A heuristic approach for checking containment of generalized tree-pattern queries Full text

Pawel Placek, Stefanos Souldatos, Dimitri Theodoratos, Xiaoying Wu, Theodore Dalamagas, Timos Sellis
CIKM 2008: 551-560
2008
Conference/Workshop
Abstract. Query processing techniques for XML data have focused mainly on tree-pattern queries (TPQs). However, the need for querying XML data sources whose structure is very complex or not fully known to the user, and the need to integrate multiple XML data sources with different structures have driven, recently, the suggestion of query languages that relax the complete specification of a tree pattern.
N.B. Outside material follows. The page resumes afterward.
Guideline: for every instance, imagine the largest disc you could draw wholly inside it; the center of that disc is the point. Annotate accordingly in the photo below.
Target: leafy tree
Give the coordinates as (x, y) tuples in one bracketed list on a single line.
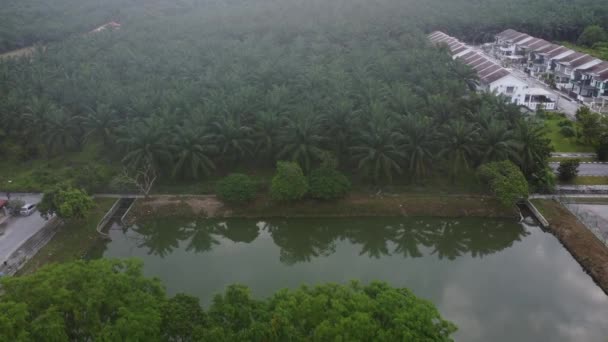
[(327, 183), (236, 188), (505, 180), (65, 202), (102, 299), (375, 153), (568, 169), (375, 312), (289, 183), (591, 35), (302, 141)]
In order to implement the processing of such languages in current DBMSs, their containment problem has to be efficiently solved. In this paper, we consider a query language which generalizes TPQs by allowing the partial specification of a tree pattern. Partial tree-pattern queries (PTPQs) constitute a large fragment of XPath that flexibly permits the specification of a broad range of queries from keyword queries without structure, to queries with partial specification of the structure, to complete TPQs. We address the containment problem for PTPQs. This problem becomes more complex in the context of PTPQs because the partial specification of the structure allows new, non-trivial, structural expressions to be inferred from those explicitly specified in a query. We show that the containent problem cannot be characterized by homomorphisms between PTPQs, even when PTPQs are put in a canonical form that comprises all derived structural expressions. We provide necessary and sufficient conditions for this problem in terms of homomorphisms between PTPQs and (a possibly exponential number of) TPQs. To cope with the high complexity of PTPQ containment, we suggest a heuristic approach for this problem that trades accuracy for speed. An extensive experimental evaluation of our heuristic shows that our heuristic approach can be efficiently implemented in a query optimizer.